Help! This is not right or fair. Us genuine webmasters are being penalised by a bug that should not exist.
|The URL removal tool doesn't remove anything. It only hides things, bringing them back after six months. |
I agree, my site was crawled and its links were followed during six months of being removed.
|I look for somebody who can make a tool too put big URL lists (over 100000!)into the Google removal tool! |
No doubt you've found that your competitor returns 404 or noindex for one URL version and you're going to kick them out of Google :)) I'm skilled enough to write such kind of tool, but I'm not sure if I want to hurt someone's site in Google!
johnrooke, I've experienced this too.
I have a couple of business directories (built from individual submissions) that forward to the same domain.
I serve up the correct homepage based upon the cgi.server_name. No problems for years. In the last few days I have found the files that are served up as index pages appearing in Googles index under the URL to the folder where they actually reside.

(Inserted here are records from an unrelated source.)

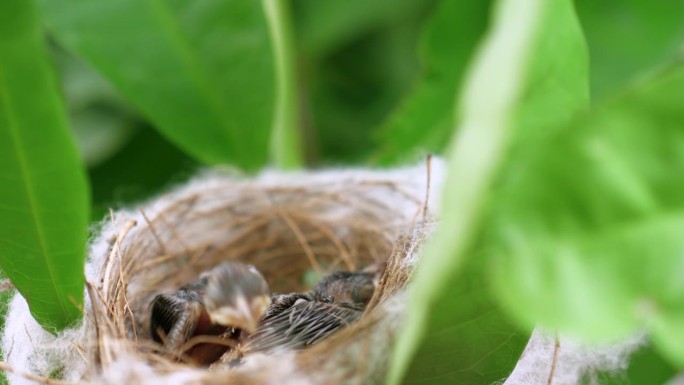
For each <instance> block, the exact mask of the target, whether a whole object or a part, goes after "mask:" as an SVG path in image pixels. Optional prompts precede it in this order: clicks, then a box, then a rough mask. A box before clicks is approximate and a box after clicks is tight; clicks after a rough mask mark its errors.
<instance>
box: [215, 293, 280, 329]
mask: <svg viewBox="0 0 684 385" xmlns="http://www.w3.org/2000/svg"><path fill="white" fill-rule="evenodd" d="M269 303H270V298H269V297H268V296H259V297H257V298H253V299H252V301H248V300H247V298H245V297H244V296H239V297H237V298H236V299H235V302H234V304H233V305H232V306H223V307H221V308H218V309H216V310H215V311H213V312H211V313H210V314H209V315H210V317H211V320H212V322H213V323H216V324H219V325H222V326H225V327H232V328H235V329H242V330H244V331H246V332H247V333H254V332H255V331H256V330H257V327H258V324H259V317H260V316H261V313H263V311H264V310H265V309H266V308H267V307H268V305H269Z"/></svg>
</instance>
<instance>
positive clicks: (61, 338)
mask: <svg viewBox="0 0 684 385" xmlns="http://www.w3.org/2000/svg"><path fill="white" fill-rule="evenodd" d="M426 169H427V168H426V165H425V164H424V163H421V164H419V165H418V166H415V167H411V168H401V169H393V170H380V171H372V170H366V169H340V170H330V171H320V172H297V173H281V172H276V171H266V172H264V173H262V174H261V175H260V176H258V177H257V178H255V179H254V180H252V181H251V182H248V183H253V184H254V185H257V186H263V187H278V186H287V187H301V188H310V186H312V185H339V186H343V185H349V184H354V183H358V182H360V181H374V182H382V181H390V182H392V183H397V184H399V185H400V186H402V190H403V191H404V193H405V194H406V196H405V197H404V198H398V197H397V196H392V197H388V196H382V195H379V196H377V197H375V199H377V200H378V201H379V202H382V203H383V204H387V205H393V206H394V208H395V209H396V210H397V212H398V213H401V214H402V215H401V216H402V217H403V219H402V220H403V221H404V222H405V223H412V221H413V223H415V218H416V217H417V216H419V215H420V213H419V212H417V210H416V207H417V206H416V203H415V202H424V200H425V192H426V180H427V176H426ZM444 171H445V170H444V165H443V162H442V161H441V160H439V159H434V160H433V162H432V169H431V190H430V197H429V200H428V206H429V207H430V209H431V210H432V211H433V212H434V211H438V210H437V208H438V205H437V202H438V200H437V199H436V197H437V196H438V194H439V190H440V188H439V186H440V185H441V182H442V180H443V179H444V174H445V173H444ZM227 179H231V178H230V177H226V176H225V174H221V173H219V172H215V171H210V172H205V173H204V174H203V175H200V176H199V177H197V178H195V179H194V180H192V181H190V182H189V183H187V184H185V185H184V186H180V187H178V188H177V189H175V190H174V191H172V192H170V193H167V194H164V195H162V196H160V197H158V198H155V199H153V200H151V201H150V202H149V203H147V204H145V205H144V206H140V207H136V208H135V209H131V210H122V211H119V212H117V213H115V215H114V221H113V223H112V221H105V224H104V225H103V227H102V228H101V229H100V230H99V233H98V234H97V236H96V237H95V238H94V239H93V241H92V242H91V246H90V250H89V259H88V263H87V265H86V277H87V279H88V280H89V281H91V282H94V281H96V280H97V279H98V277H99V275H100V270H101V267H102V265H103V263H104V260H105V258H106V256H107V253H108V250H109V248H110V247H111V243H112V239H115V238H116V236H117V234H118V233H120V232H121V231H127V230H128V231H130V233H129V234H130V236H131V237H132V238H134V236H133V235H134V234H135V232H137V231H140V226H138V227H132V228H130V229H125V226H126V224H127V223H131V222H130V221H135V222H137V223H138V224H142V223H145V218H144V217H143V215H142V214H141V212H140V208H141V207H144V212H145V214H146V215H147V216H148V217H154V216H156V215H157V213H160V212H163V211H164V210H165V209H166V208H167V207H168V206H169V205H171V204H173V203H174V202H176V201H177V200H179V199H182V198H183V197H185V196H189V195H191V194H197V193H201V192H202V191H206V190H210V189H215V188H220V187H221V186H222V185H223V184H225V183H226V180H227ZM232 179H234V178H232ZM378 191H382V190H378ZM207 205H208V206H207V207H205V208H206V209H210V208H211V207H210V206H211V202H208V203H207ZM339 210H340V213H339V214H340V215H344V210H345V208H344V207H339ZM408 247H410V248H411V250H407V253H406V254H407V255H408V256H409V258H408V259H407V260H406V262H407V264H409V265H411V264H413V263H415V261H416V260H417V257H418V256H419V254H420V249H419V244H418V243H416V242H411V243H409V246H408ZM85 298H86V299H87V298H88V295H86V296H85ZM397 298H398V297H397ZM397 301H400V299H396V300H394V301H387V303H386V304H385V305H384V307H385V312H386V313H387V314H390V315H391V314H393V315H394V317H387V321H386V322H394V323H396V322H398V320H399V319H400V316H401V313H402V311H403V307H402V306H398V305H397ZM85 307H86V314H87V315H89V314H90V312H91V307H90V304H89V301H87V300H86V304H85ZM91 323H92V322H91V319H90V317H88V316H86V318H85V321H84V323H83V324H82V325H79V326H78V327H75V328H73V329H70V330H66V331H64V332H63V333H61V334H60V335H59V336H57V337H55V336H53V335H51V334H49V333H47V332H45V331H44V330H43V329H42V328H41V327H40V326H39V325H38V324H37V323H36V321H35V320H34V319H33V317H32V316H31V314H30V313H29V311H28V307H27V305H26V301H25V300H24V299H23V298H22V297H21V296H20V295H15V296H14V298H13V300H12V301H11V305H10V308H9V312H8V316H7V319H6V326H5V330H4V333H3V339H2V349H3V354H4V357H5V360H6V361H7V363H8V364H9V365H10V366H11V367H12V368H13V369H14V370H16V371H18V372H24V373H31V374H34V375H38V376H42V377H51V376H53V375H54V374H55V373H58V372H59V373H61V374H62V379H63V380H64V381H72V382H77V381H82V380H84V379H87V380H89V381H92V380H93V379H95V378H99V379H98V381H99V382H101V383H108V384H125V383H133V384H135V383H145V384H152V385H156V384H160V385H161V384H167V383H168V384H170V383H173V384H192V383H196V380H197V376H198V371H199V370H197V369H187V370H177V371H174V372H172V373H170V374H168V375H165V376H163V375H159V373H157V372H155V371H154V370H153V369H152V368H151V367H150V366H149V365H148V364H146V363H144V362H139V361H137V360H136V359H135V357H134V356H131V357H128V358H127V356H126V355H125V354H122V355H121V356H120V357H119V359H118V360H117V361H115V362H114V363H113V364H111V365H109V366H108V367H106V368H104V371H103V372H101V373H95V372H93V365H92V364H91V363H88V362H86V360H87V359H86V356H85V355H82V354H81V349H83V348H84V346H83V342H84V341H92V340H93V339H92V336H88V335H87V334H88V333H93V332H94V329H93V327H92V325H91ZM376 334H377V333H376ZM378 342H380V341H378ZM639 344H640V340H638V339H636V340H635V341H629V342H626V343H624V344H622V345H618V346H613V347H609V348H594V349H588V348H584V347H580V346H579V345H577V344H573V343H571V342H569V341H566V340H565V339H562V340H561V348H560V351H559V352H560V354H558V360H557V361H558V363H557V367H556V376H555V378H554V382H553V384H555V385H565V384H576V383H577V381H578V380H579V378H580V376H581V375H582V373H583V372H585V371H591V370H597V369H602V370H603V369H609V370H619V369H621V368H624V367H625V365H626V362H627V358H628V356H629V353H631V352H632V351H633V350H635V349H636V348H637V347H638V346H639ZM553 345H554V342H553V338H549V337H547V336H545V335H544V334H542V333H540V332H535V333H534V335H533V338H532V339H531V342H530V343H529V345H528V347H527V349H526V351H525V354H524V356H523V358H522V359H521V361H520V362H519V364H518V366H517V367H516V368H515V371H514V372H513V374H512V375H511V377H510V378H509V379H508V381H506V385H519V384H526V385H537V384H539V385H543V384H547V380H548V373H549V371H550V367H551V361H552V359H553ZM271 363H272V360H271ZM258 365H259V358H258V357H257V358H255V359H253V360H252V361H250V362H248V363H247V364H246V366H247V367H246V368H245V369H247V370H248V369H249V367H250V366H258ZM278 365H279V366H281V367H280V368H278V367H273V366H272V367H270V368H269V370H271V371H272V372H273V373H283V374H284V373H288V372H290V373H291V372H292V366H293V365H294V364H293V363H292V362H289V361H288V360H281V361H279V364H278ZM8 378H9V381H10V384H12V385H26V384H33V383H34V382H32V381H30V380H28V379H26V378H25V377H24V376H22V375H18V374H13V373H8ZM274 378H278V377H277V375H276V376H275V377H274ZM288 378H289V381H288V383H290V384H293V385H299V384H307V383H309V382H310V381H309V380H307V379H306V378H305V376H297V375H294V376H290V377H288ZM310 378H315V377H311V376H310V377H309V379H310ZM279 379H280V380H281V381H282V380H283V378H282V377H279ZM280 383H284V382H280Z"/></svg>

With no backlinks they have magically inherited the pagerank of the homepage!
After years of operating these directories in this manner it looks like I may have to move them to seperate IPs.
I find myself wasting more time trying to appease Google simply to stay in its index, rather than improving my sites and content to satisfy visitors!
So how is Google improving search? Burying decent sites and diverting webmasters from the task of developing their websites - Oh Yeah BIG Improvement!
Google's still indexing the direcotries that were dropped. What's the point?
For 'Robot Exclusion Standard' Google obviously reads 'Index Exclusion Standard'.
Google is at odds with this standard. Google refers to 'stopping indexing' and being 'excluded from the index', while the standard uses the phrase 'exclude robots from a server'.